Because we discovered heteroscedasticity, we need to obtain robust standard errors.
fit_mydata <- lm(X..Certified ~ Institution + X..Posted.in.Forum +
X..Grade.Higher.Than.Zero + Median.Age,
data = mydata)
library(estimatr)
fit_mydata <- lm_robust(X..Certified ~ Institution + X..Posted.in.Forum +
X..Grade.Higher.Than.Zero + Median.Age,
data = mydata,
se_type = "HC1")
summary(fit_mydata)
##
## Call:
## lm_robust(formula = X..Certified ~ Institution + X..Posted.in.Forum +
## X..Grade.Higher.Than.Zero + Median.Age, data = mydata, se_type = "HC1")
##
## Standard error type: HC1
##
## Coefficients:
## Estimate Std. Error t value Pr(>|t|) CI Lower CI Upper DF
## (Intercept) -8.92816 2.98208 -2.9939 2.997e-03 -14.79803 -3.05828 283
## Institution0 4.34085 0.69126 6.2796 1.274e-09 2.98019 5.70151 283
## X..Posted.in.Forum -0.02143 0.05572 -0.3846 7.008e-01 -0.13111 0.08825 283
## X..Grade.Higher.Than.Zero 0.31022 0.02606 11.9019 9.370e-27 0.25891 0.36153 283
## Median.Age 0.28657 0.11279 2.5409 1.159e-02 0.06457 0.50858 283
##
## Multiple R-squared: 0.5573 , Adjusted R-squared: 0.551
## F-statistic: 51.74 on 4 and 283 DF, p-value: < 2.2e-16
The Multiple R-squared value is 0.559, meaning that approximately 55.9% of the variability in the percentage of certified participants is explained by the model. The F-statistic tests the overall significance of the model and is highly significant (p-value < 2.2e-16).

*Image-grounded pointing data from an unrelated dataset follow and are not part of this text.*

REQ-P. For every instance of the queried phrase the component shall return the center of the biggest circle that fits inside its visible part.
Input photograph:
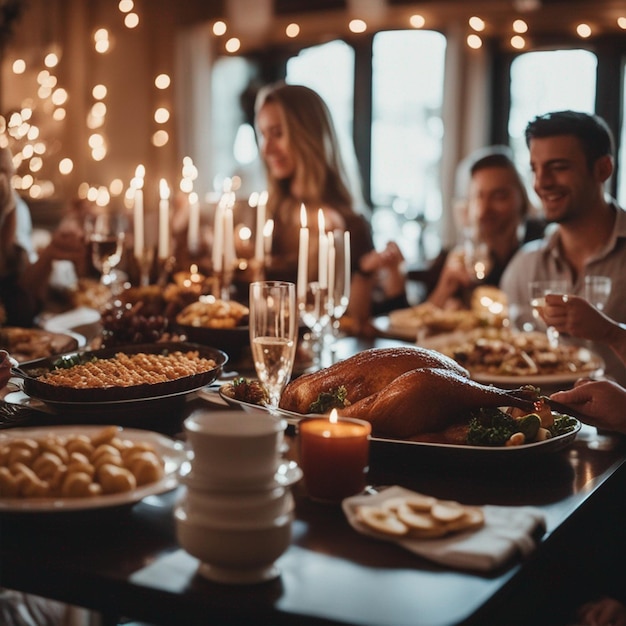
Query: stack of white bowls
(236, 514)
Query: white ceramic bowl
(234, 448)
(230, 553)
(238, 509)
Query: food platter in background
(25, 344)
(488, 310)
(501, 356)
(218, 323)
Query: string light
(357, 26)
(474, 41)
(417, 21)
(233, 45)
(131, 20)
(476, 23)
(219, 28)
(518, 42)
(292, 30)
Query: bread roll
(363, 374)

In summary, the variables Institution, Grade higher than zero, and Median age appear to be statistically significant predictors of percentage of certified in our model. The variable Percentage posted in forum is not considered statistically significant because its coefficient estimate is very close to zero, and the p-value associated with it is quite high (p-value = 0.6744). So, against my initial guess, sitting in forums doesn’t help much for finishing your courses.